Any time parents separate, there’s a transition period that can get a little rough. One common problem during this shift to two households is gatekeeping when one parent is limiting or stopping the other parent’s visitation with the child. This can occur in many different situations and has two different general forms: protective and restrictive.
What Is Protective Gatekeeping?
When a parent is engaging in protective gatekeeping, it’s because they have genuine concerns about the other parent that are based on facts. A parent may do this if they know the other parent has substance abuse issues, seriously lacks parenting skills, or is or has the potential to be abusive.
However justified this may seem, a parent with these concerns needs to speak to an attorney and go to court to resolve the matter. Technically, without a court order, one parent can’t stop the other parent from seeing the child. Of course, in emergency situations regarding the child’s safety, law enforcement should still be called.
When it comes to parenting skills, keep in mind there is no such thing as perfect parenting.
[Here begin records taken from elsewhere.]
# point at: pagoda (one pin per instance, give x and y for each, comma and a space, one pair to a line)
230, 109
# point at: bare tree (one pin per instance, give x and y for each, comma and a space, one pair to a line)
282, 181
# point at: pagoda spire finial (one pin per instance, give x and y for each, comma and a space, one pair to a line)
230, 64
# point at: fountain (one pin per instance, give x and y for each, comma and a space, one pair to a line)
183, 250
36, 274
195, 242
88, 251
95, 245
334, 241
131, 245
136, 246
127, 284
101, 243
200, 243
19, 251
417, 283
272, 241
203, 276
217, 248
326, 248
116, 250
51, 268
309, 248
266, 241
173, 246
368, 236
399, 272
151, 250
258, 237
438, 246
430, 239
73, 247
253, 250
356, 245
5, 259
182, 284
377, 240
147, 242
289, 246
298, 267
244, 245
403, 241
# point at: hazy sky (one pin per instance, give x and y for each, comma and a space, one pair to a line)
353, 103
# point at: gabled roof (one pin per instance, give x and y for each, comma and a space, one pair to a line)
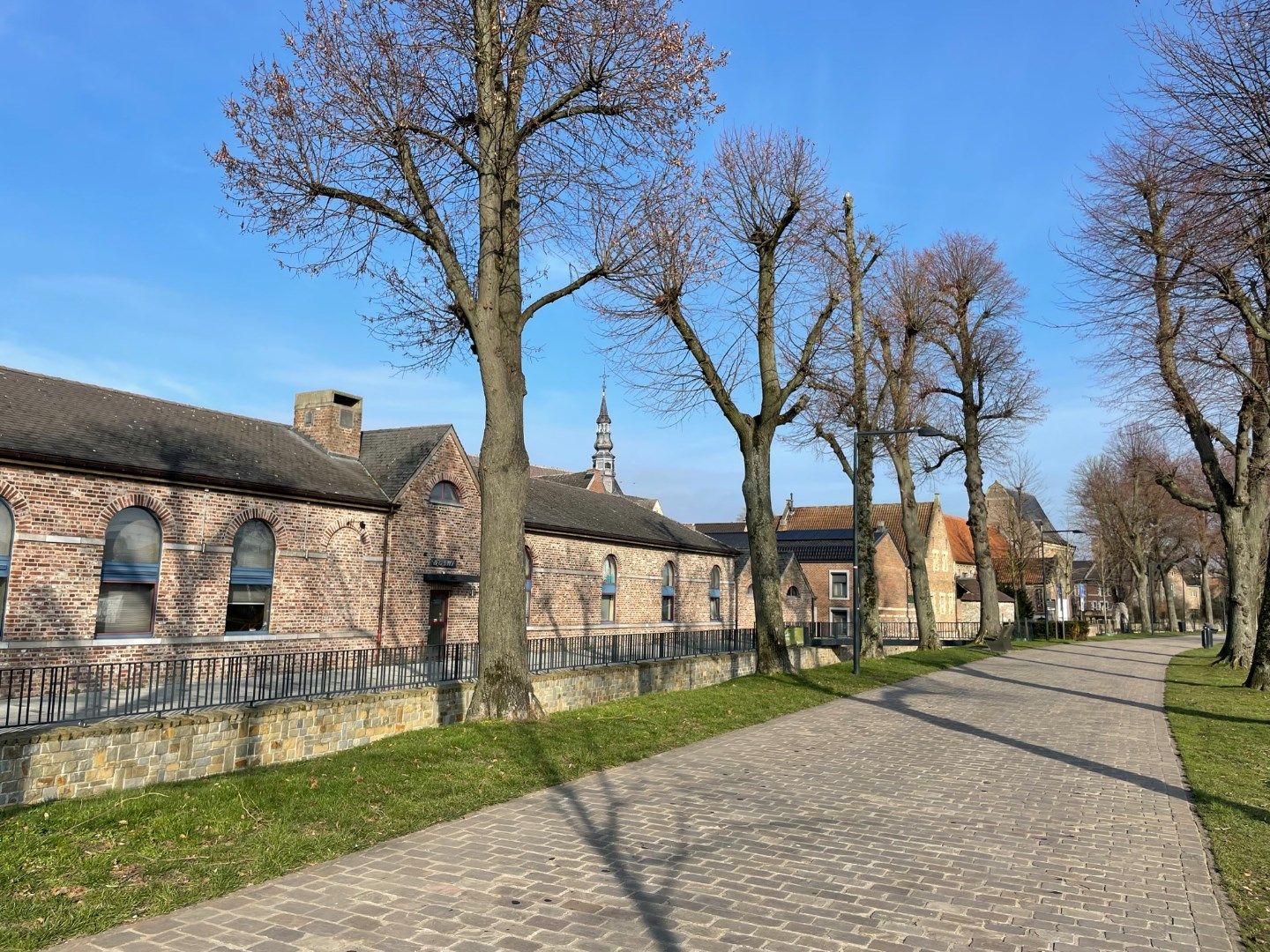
961, 542
840, 517
556, 507
394, 456
969, 591
58, 421
807, 545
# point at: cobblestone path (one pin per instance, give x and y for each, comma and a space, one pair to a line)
1024, 802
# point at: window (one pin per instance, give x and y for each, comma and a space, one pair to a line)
609, 591
250, 577
444, 493
715, 594
5, 555
528, 582
840, 623
130, 574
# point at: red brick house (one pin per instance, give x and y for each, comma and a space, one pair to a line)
132, 527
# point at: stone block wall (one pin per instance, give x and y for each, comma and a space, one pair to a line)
70, 762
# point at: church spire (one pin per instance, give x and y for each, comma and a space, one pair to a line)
602, 461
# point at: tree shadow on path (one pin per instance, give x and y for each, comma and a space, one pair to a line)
598, 825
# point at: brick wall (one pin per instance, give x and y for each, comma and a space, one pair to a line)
71, 762
798, 609
325, 570
422, 531
329, 569
568, 574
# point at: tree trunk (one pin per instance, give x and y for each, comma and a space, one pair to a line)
977, 517
1143, 577
915, 544
870, 632
1169, 602
1240, 571
503, 687
756, 487
1259, 668
1206, 593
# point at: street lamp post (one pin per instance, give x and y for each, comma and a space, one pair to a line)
1062, 614
855, 530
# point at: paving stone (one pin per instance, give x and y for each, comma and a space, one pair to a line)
1032, 801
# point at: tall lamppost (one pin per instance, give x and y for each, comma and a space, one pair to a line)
855, 530
1062, 614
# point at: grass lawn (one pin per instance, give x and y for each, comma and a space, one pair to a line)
1223, 734
81, 866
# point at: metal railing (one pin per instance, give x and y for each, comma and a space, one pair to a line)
92, 692
893, 632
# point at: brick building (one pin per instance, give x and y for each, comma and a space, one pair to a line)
894, 591
967, 570
132, 527
1035, 551
826, 557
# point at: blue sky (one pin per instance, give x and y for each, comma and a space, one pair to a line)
118, 270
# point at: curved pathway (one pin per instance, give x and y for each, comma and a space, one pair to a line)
1024, 802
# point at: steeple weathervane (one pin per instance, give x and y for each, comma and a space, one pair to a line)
602, 462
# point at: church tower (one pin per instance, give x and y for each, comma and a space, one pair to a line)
602, 461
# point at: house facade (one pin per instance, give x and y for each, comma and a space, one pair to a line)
138, 528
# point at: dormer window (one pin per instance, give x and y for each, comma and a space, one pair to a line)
444, 493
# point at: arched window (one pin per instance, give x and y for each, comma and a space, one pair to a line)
130, 573
715, 594
609, 591
444, 493
528, 582
250, 577
669, 591
5, 555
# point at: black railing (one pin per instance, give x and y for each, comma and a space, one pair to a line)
839, 634
92, 692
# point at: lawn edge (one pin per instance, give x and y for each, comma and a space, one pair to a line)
1233, 925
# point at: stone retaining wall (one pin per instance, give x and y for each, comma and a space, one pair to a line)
130, 752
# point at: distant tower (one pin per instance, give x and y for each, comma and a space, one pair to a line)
602, 462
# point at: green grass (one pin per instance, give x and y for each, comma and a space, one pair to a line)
1223, 735
81, 866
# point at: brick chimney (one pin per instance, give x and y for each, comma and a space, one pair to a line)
332, 419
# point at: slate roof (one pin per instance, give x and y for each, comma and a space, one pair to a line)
969, 591
888, 516
784, 559
554, 505
55, 420
394, 456
808, 546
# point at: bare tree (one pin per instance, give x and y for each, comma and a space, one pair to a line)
1111, 496
900, 361
735, 288
450, 150
982, 378
845, 398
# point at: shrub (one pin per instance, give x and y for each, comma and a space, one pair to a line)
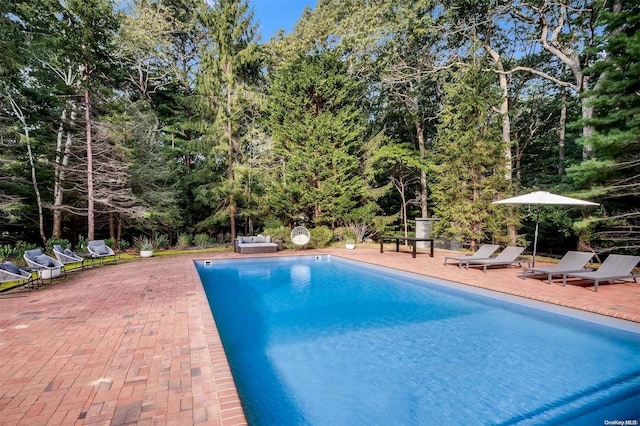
142, 243
110, 242
202, 240
14, 253
58, 241
344, 234
82, 246
124, 244
184, 240
321, 236
160, 241
281, 233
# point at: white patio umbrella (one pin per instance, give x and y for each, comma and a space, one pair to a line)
543, 197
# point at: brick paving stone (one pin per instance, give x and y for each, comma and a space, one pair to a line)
136, 342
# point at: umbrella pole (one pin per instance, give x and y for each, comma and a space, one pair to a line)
535, 238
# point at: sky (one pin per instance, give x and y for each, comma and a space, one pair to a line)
273, 15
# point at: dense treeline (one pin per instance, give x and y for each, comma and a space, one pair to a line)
174, 117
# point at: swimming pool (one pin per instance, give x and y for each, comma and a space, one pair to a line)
327, 341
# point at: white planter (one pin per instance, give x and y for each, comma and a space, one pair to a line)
146, 253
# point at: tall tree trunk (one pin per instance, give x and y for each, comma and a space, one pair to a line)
62, 160
230, 155
91, 225
587, 115
512, 232
423, 175
563, 130
34, 180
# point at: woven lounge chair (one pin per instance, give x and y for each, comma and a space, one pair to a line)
47, 266
99, 250
573, 261
67, 257
614, 268
484, 252
507, 257
11, 273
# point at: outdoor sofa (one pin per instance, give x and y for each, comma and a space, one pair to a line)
256, 244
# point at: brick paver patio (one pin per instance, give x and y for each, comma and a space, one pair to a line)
136, 343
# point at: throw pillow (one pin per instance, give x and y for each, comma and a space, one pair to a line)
10, 267
45, 260
100, 250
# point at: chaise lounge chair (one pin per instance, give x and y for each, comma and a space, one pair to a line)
67, 257
615, 267
99, 250
573, 261
484, 252
507, 257
47, 266
11, 273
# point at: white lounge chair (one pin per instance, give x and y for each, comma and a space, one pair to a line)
615, 267
484, 252
99, 250
11, 273
507, 257
67, 257
47, 267
572, 261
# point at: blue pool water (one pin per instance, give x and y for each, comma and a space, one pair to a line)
326, 341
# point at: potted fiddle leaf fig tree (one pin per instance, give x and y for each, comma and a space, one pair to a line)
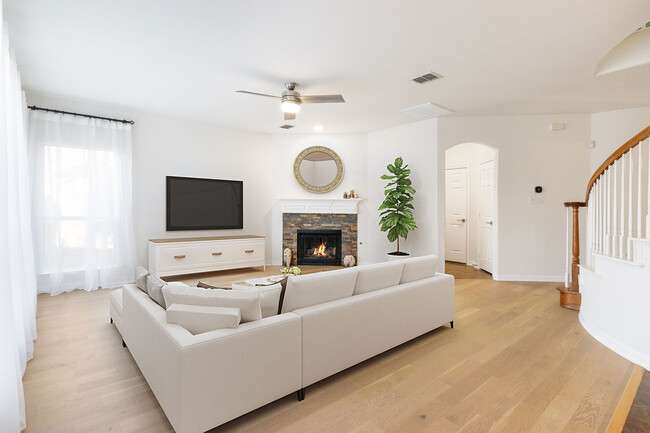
397, 208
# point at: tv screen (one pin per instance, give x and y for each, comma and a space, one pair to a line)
204, 204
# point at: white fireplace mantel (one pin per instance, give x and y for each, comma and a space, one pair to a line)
334, 206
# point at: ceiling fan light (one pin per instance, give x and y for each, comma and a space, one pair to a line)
290, 106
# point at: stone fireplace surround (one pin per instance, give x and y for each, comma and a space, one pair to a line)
320, 214
347, 223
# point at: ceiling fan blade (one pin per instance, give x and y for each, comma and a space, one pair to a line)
316, 99
258, 94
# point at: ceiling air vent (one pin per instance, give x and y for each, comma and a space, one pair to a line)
426, 111
430, 76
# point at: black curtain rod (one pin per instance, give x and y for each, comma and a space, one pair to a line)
34, 107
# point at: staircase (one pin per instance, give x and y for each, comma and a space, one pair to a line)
614, 281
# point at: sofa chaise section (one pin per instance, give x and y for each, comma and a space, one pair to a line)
202, 381
339, 334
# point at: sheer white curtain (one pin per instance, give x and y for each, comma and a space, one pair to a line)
81, 180
17, 282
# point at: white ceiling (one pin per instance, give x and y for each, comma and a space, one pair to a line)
186, 59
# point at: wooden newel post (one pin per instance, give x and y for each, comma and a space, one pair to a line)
570, 296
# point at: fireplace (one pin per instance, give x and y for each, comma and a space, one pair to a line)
319, 247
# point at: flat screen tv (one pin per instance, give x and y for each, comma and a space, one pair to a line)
204, 204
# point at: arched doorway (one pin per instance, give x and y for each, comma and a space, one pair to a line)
471, 209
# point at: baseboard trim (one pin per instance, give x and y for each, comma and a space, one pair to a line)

One parent keeping the child away from their other parent just because they believe the other parent’s skills are simply not up to their own does not constitute protective gatekeeping when the other parent is able to care for the child without endangering them.
What Is a Restrictive Gatekeeping?
In restrictive gatekeeping, one parent is keeping the child away from the other parent without any reasonable justification. In many of these cases, the parent gatekeeping the child is upset about the divorce or separation and may be using the child as a means of harming the other parent. A restrictive gatekeeper may actually be a good parent, but they do not have respect for the role of the other parent in the child’s life.
There tend to be other issues involved with restrictive parents as well. They may disparage the other parent in front of the child, family, and friends, and may involve other people — such as grandparents — in the restrictive gatekeeping.
If you are in a situation with a restrictive parent, you should seek legal advice immediately. In these cases, the gatekeeping parent may be actively attempting to destroy the parent-child relationship, so the longer it goes on, the worse its effects can be on the child.
What Happens When a Child Does Not Want to See the Other Parent?
When a child no longer wants to see their parent — beyond justifiable reasons such as abuse — it could be the result of what is known as parental alienating behavior. This is when one parent has taken steps to isolate a child from their other parent via words and behavior and aims to create estrangement, division, and hostility between the other parent and the child.
It’s very difficult for the parent being alienated from their child to stop the process without a court order. If you believe this is happening to you, contact a family law attorney immediately. A court order for visitation is not a suggestion, and parents are legally obligated to comply. If the other parent of your child is preventing your court-ordered parenting time from happening on a consistent basis, they are violating a court order and should be held legally accountable.
The parent-child bond is forged, maintained and strengthened by contact and interaction. If you are in the position of being denied your time with your child or you are a parent who has valid concerns about your child’s other parent, your next step should be to obtain experienced legal counsel for help.